Berikut bunyi 3 pasal bagi mereka yang bandel melawan petugas saat dibubarkan:

  1. Pasal 212 KUHP yakni barang siapa dengan kekerasan atau ancaman kekerasan melawan seorang pejabat yang sedang menjalankan tugas yang sah, atau orang yang menurut kewajiban undang-undang atau atas permintaan pejabat memberi pertolongan kepadanya, diancam karena melawan pejabat, dengan pidana penjara paling lama 1 tahun empat bulan atau pidana denda paling banyak empat ribu lima ratus rupiah.
  2. Pasal 216 ayat (1) yakni Barang siapa dengan sengaja tidak menuruti perintah atau permintaan yang dilakukan menurut undang-undang oleh pejabat yang tugasnya mengawasi sesuatu, atau oleh pejabat berdasarkan tugasnya, demikian pula yang diberi kuasa untuk mengusut atau memeriksa tindak pidana; demikian pula barang siapa dengan sengaja mencegah, menghalang-halangi atau menggagalkan tindakan guna menjalankan ketentuan undang-undang yang dilakukan oleh salah seorang pejabat tersebut, diancam dengan pidana penjara paling lama empat bulan dua minggu atau pidana denda paling banyak sembilan ribu rupiah.
  3. Pasal 218 KUHP yakni Barang siapa pada waktu rakyat datang berkerumun dengan sengaja tidak segera pergi setelah diperintah tiga kali oleh atau atas nama penguasa yang berwenang, diancam karena ikut serta perkelompokan dengan pidana penjara paling lama 4 bulan dua minggu atau pidana denda paling banyak sembilan ribu rupiah.
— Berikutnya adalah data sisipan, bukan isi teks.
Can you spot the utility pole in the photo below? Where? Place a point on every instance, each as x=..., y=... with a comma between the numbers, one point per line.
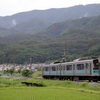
x=64, y=56
x=30, y=63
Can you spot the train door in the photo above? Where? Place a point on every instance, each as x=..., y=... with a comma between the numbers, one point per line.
x=96, y=67
x=74, y=71
x=87, y=68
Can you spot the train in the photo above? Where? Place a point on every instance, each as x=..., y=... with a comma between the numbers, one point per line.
x=79, y=69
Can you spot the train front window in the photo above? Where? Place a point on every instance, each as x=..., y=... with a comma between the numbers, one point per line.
x=46, y=69
x=80, y=66
x=96, y=64
x=69, y=67
x=53, y=68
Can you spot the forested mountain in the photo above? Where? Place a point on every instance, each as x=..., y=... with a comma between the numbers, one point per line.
x=43, y=34
x=51, y=16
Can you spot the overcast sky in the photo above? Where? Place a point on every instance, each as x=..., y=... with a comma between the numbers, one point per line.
x=9, y=7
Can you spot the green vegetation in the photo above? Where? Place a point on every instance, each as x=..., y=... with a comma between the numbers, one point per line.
x=53, y=90
x=81, y=36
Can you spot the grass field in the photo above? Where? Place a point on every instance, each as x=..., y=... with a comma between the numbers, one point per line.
x=46, y=93
x=12, y=89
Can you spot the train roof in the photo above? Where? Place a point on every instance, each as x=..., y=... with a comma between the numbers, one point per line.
x=76, y=60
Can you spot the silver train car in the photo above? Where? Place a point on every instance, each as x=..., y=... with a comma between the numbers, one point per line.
x=88, y=69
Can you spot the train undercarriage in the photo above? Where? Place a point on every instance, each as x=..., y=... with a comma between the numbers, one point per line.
x=74, y=78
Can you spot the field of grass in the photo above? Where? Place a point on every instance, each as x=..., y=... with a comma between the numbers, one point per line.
x=12, y=89
x=46, y=93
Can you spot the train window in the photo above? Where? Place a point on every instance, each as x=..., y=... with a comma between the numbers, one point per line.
x=96, y=64
x=80, y=66
x=53, y=68
x=69, y=67
x=87, y=65
x=46, y=68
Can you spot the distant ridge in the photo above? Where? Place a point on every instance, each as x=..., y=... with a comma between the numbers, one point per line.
x=51, y=16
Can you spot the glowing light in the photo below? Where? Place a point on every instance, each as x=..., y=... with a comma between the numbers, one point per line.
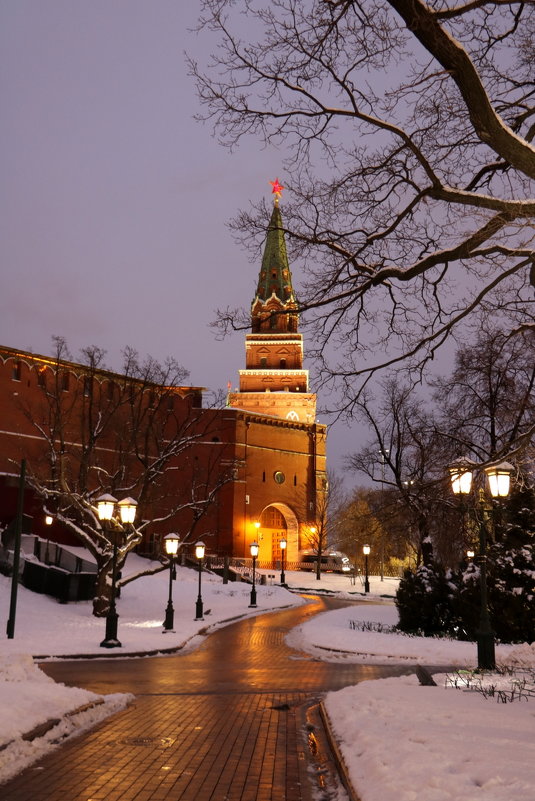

Sebelumnya, Kapolri Jenderal Pol Idham Azis telah menerbitkan Maklumat, yang menyatakan beberapa kegiatan yang dilarang selama virus corona masih mewabah di Indonesia. Di antaranya pertemuan sosial, budaya, keagamaan dan aliran kepercayaan dalam bentuk seminar, lokakarya, sarasehan dan kegiatan lain yang sejenis.